Not that I care to say this often, but I agree with Lozo- far too much fuss was being made over this damn horse. I'm not going to bother looking it up for you, lazypants, but I'm pretty sure there were more legitimate news items that could have been reported at the time. Whatever. It's a fucking horse and not even the talking kind.

In any case, People magazine wanted to talk to Ole "Boy, Wouldn't It Be Great If I Could Masturbate With My Blog" Lozo about his anti-Barbaroismocity, but he was hesitant at first to chat with them because he was worried about reprecussions in the equine circles.
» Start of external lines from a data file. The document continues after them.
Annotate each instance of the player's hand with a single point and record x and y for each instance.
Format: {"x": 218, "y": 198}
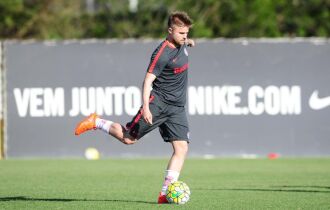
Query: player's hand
{"x": 190, "y": 43}
{"x": 147, "y": 116}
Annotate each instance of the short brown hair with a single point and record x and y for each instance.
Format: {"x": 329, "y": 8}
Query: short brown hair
{"x": 179, "y": 18}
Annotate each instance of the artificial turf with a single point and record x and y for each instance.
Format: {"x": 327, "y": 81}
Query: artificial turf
{"x": 135, "y": 183}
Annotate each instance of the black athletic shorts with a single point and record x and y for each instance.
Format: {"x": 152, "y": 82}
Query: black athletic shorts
{"x": 171, "y": 120}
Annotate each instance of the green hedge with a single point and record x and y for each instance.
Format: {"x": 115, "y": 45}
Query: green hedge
{"x": 68, "y": 19}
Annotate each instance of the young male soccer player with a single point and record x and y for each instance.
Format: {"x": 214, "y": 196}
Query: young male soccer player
{"x": 164, "y": 99}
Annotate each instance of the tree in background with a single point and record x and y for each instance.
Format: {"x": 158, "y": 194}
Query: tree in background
{"x": 68, "y": 19}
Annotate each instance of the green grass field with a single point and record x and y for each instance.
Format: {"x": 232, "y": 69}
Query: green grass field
{"x": 134, "y": 184}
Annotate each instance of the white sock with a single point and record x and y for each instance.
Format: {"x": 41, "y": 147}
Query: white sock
{"x": 103, "y": 125}
{"x": 170, "y": 176}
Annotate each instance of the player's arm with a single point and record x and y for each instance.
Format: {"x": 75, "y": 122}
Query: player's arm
{"x": 147, "y": 116}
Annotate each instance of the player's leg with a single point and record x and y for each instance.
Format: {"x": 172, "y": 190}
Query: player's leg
{"x": 93, "y": 121}
{"x": 175, "y": 131}
{"x": 134, "y": 130}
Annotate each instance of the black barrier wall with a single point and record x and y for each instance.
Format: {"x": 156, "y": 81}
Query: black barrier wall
{"x": 246, "y": 97}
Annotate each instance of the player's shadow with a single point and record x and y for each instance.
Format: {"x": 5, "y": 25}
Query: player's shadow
{"x": 284, "y": 188}
{"x": 24, "y": 198}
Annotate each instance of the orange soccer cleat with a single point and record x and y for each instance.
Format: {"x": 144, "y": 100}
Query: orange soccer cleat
{"x": 162, "y": 199}
{"x": 86, "y": 124}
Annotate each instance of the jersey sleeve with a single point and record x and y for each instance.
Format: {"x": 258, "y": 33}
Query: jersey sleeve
{"x": 158, "y": 60}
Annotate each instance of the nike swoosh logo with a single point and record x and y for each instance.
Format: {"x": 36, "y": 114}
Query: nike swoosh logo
{"x": 317, "y": 103}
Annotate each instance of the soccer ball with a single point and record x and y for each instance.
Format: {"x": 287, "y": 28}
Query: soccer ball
{"x": 178, "y": 192}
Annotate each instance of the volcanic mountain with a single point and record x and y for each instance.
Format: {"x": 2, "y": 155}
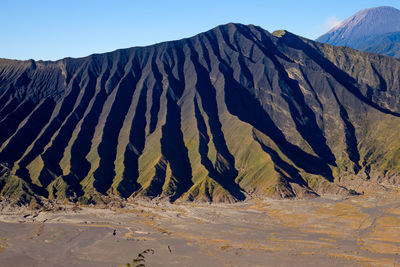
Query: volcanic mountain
{"x": 375, "y": 30}
{"x": 229, "y": 114}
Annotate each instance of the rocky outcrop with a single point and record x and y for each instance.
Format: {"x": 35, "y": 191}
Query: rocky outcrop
{"x": 225, "y": 115}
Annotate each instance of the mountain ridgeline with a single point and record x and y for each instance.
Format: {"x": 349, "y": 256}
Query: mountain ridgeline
{"x": 232, "y": 113}
{"x": 374, "y": 30}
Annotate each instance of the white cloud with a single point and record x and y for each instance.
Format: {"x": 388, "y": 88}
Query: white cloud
{"x": 332, "y": 22}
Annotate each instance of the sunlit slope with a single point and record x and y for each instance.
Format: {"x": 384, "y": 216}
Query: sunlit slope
{"x": 228, "y": 114}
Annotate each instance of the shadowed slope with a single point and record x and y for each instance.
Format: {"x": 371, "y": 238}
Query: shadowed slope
{"x": 160, "y": 121}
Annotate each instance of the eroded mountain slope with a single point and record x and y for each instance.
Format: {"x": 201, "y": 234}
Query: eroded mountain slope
{"x": 227, "y": 114}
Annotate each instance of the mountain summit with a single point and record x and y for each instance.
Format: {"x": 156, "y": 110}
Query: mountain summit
{"x": 228, "y": 114}
{"x": 375, "y": 30}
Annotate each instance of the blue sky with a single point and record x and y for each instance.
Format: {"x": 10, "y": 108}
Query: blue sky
{"x": 53, "y": 29}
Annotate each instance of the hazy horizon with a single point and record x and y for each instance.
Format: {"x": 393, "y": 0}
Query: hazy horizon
{"x": 53, "y": 30}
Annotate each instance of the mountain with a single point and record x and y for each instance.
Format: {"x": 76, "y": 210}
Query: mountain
{"x": 229, "y": 114}
{"x": 375, "y": 30}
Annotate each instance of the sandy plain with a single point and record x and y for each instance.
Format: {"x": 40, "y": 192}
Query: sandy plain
{"x": 329, "y": 231}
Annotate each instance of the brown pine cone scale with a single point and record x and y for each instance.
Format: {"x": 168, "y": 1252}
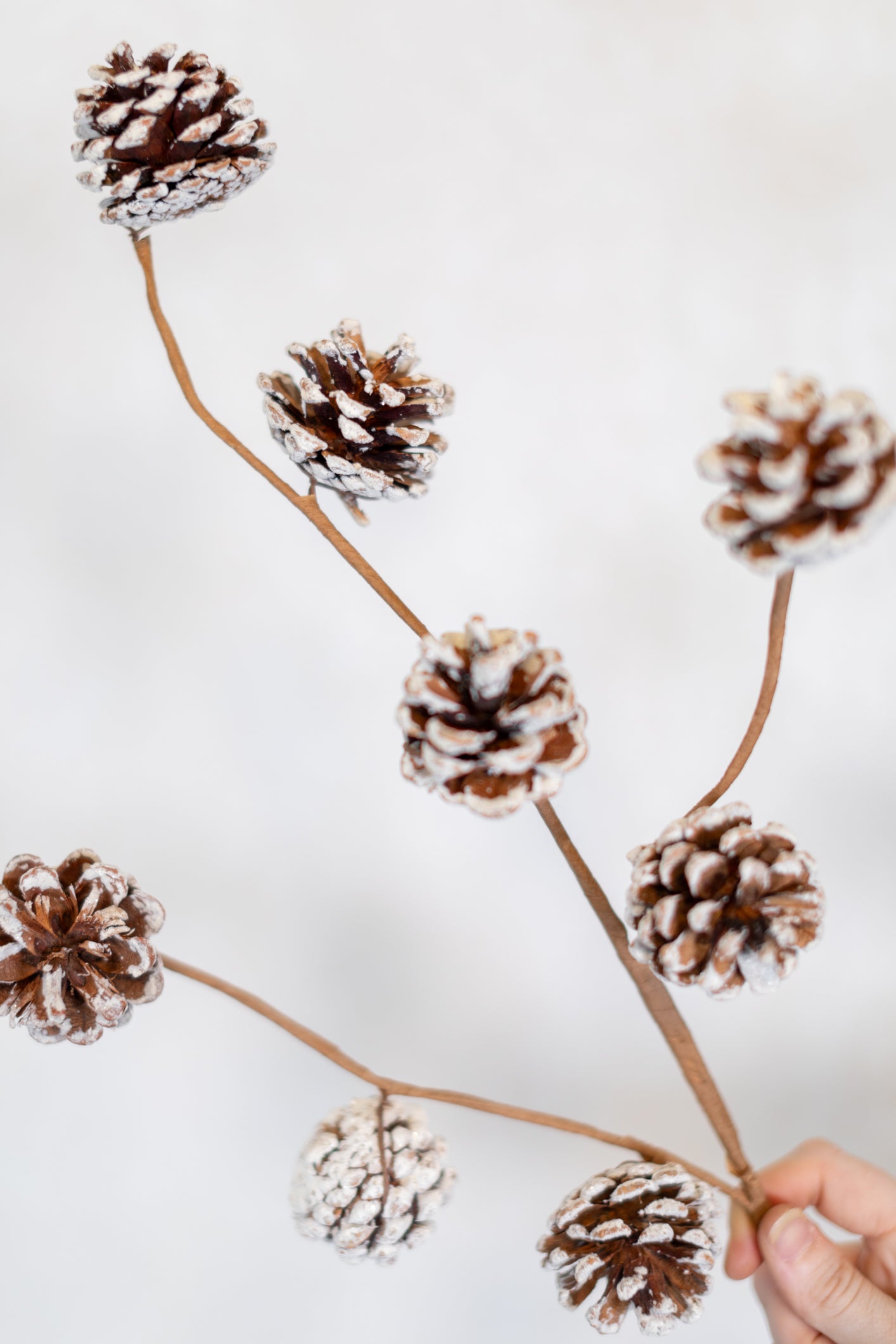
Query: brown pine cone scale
{"x": 490, "y": 719}
{"x": 643, "y": 1231}
{"x": 807, "y": 475}
{"x": 352, "y": 423}
{"x": 344, "y": 1195}
{"x": 75, "y": 954}
{"x": 165, "y": 140}
{"x": 720, "y": 902}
I was making fun of his fears, and had this conversation with my Ma.

Me: See, he thinks that he'll get all famous in People and then there might be some crazy racing fans who wish to do him harm.

Ma: Oh, I think Crazy is the only flavor horsey people come in, dear. He might be right about that.


<---- Horsey people...?
posted by A Lover and a Fighter at 9:49 AM -
3 Comments:
  • At 3:21 PM, Blogger Lozo said…

    i would have made a rebecca lobo joke with that picture, drawing the ire of both horsie fans and lesbians.

     
  • At 10:14 PM, Blogger Maxine Dangerous said…
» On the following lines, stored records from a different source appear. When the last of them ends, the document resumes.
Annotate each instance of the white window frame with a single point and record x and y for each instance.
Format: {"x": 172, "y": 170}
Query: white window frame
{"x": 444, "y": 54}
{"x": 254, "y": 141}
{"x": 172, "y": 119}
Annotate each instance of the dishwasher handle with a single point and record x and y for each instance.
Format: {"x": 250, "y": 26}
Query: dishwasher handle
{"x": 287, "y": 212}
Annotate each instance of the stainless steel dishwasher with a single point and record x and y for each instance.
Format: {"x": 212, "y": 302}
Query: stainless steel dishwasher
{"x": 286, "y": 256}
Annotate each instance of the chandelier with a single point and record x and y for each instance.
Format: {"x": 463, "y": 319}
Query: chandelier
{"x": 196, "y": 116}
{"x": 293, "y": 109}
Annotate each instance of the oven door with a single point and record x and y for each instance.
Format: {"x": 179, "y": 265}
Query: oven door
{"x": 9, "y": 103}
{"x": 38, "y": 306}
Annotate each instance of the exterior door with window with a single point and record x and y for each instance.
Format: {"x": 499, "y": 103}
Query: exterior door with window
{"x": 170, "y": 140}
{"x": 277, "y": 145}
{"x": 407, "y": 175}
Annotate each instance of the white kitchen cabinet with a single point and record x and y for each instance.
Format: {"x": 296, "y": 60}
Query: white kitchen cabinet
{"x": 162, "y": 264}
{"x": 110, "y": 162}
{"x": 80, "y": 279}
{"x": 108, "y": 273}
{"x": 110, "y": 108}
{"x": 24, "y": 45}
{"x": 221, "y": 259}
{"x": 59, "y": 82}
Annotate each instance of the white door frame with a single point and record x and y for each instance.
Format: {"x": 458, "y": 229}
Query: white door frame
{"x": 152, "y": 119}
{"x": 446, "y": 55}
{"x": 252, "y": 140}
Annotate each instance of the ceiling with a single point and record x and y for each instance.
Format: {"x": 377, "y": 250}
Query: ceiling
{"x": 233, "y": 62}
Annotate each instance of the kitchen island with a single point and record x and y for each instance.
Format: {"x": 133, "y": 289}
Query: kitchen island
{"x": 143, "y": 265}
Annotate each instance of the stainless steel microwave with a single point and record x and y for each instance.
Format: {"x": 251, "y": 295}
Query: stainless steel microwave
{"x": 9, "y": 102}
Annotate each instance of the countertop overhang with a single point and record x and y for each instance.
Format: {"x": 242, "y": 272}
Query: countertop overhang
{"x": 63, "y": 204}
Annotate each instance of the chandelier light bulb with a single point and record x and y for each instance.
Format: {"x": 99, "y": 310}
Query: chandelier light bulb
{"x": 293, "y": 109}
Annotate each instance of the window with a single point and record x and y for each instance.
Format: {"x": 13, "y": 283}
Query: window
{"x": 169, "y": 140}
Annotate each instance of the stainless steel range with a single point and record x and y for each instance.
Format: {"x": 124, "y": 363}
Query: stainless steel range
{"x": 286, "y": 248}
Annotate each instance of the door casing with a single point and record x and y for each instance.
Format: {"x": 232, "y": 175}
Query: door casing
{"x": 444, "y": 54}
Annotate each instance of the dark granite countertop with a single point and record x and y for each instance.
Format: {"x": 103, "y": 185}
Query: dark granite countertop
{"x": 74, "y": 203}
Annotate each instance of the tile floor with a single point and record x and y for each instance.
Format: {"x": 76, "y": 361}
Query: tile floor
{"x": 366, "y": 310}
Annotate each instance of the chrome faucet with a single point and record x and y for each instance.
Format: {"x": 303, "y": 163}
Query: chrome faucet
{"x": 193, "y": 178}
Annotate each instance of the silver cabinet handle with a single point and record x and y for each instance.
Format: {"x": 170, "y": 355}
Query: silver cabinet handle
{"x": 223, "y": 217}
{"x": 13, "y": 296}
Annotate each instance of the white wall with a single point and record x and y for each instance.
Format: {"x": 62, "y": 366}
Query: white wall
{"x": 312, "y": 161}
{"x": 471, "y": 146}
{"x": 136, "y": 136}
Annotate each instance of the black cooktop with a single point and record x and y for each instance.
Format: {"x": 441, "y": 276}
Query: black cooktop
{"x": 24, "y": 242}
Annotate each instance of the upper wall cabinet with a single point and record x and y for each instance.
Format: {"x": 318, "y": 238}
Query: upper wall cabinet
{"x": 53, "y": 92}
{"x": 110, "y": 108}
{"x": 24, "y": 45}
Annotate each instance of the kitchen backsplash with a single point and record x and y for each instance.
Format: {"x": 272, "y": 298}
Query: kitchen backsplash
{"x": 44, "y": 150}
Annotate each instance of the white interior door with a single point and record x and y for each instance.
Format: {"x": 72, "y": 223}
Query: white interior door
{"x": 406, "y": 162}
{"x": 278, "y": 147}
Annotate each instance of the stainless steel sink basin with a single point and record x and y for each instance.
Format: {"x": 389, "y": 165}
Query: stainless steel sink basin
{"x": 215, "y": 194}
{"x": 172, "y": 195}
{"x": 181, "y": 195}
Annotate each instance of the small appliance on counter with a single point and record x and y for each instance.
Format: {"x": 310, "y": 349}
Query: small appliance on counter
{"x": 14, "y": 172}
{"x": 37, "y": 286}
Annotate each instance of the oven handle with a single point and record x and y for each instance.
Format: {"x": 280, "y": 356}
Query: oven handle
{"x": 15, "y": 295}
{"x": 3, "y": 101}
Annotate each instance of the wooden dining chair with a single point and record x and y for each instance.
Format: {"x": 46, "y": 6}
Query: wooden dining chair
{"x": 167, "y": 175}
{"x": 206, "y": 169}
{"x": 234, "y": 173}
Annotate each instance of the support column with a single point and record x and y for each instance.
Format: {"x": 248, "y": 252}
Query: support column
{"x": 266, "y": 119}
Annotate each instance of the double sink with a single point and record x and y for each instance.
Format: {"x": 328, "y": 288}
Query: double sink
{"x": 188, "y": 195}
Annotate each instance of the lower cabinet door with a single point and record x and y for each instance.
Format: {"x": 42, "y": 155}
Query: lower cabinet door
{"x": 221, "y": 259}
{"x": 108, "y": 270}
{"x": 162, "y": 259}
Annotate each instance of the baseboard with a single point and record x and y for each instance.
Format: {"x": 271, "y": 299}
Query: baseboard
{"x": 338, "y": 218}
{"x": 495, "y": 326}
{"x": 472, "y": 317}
    Chapstick!!!!!!!!!!!!!!!! Yay!!!!!!!!!!!!!!!!!!!!!!!! :] :]
    :]

    I mean, yes, LAAF, if you can find some Blistex Herbal Elements and would be so kind to mail it to me, in exchange, of course, for chapstick cash and my eternal gratitude, I would probably just die out of sheer lip balm joy. Wait. That's counterproductive.

    :]

     
  • At 11:11 AM, Anonymous Suzer said…

    1. I love your Mom

    2. Lay off that horse, he won me $40

    3. Are "Horsey Girls" as a transient phase that some midwestern adolsecent females (Liston) expereince, disctinct from a lifelong designation as "horsey people?"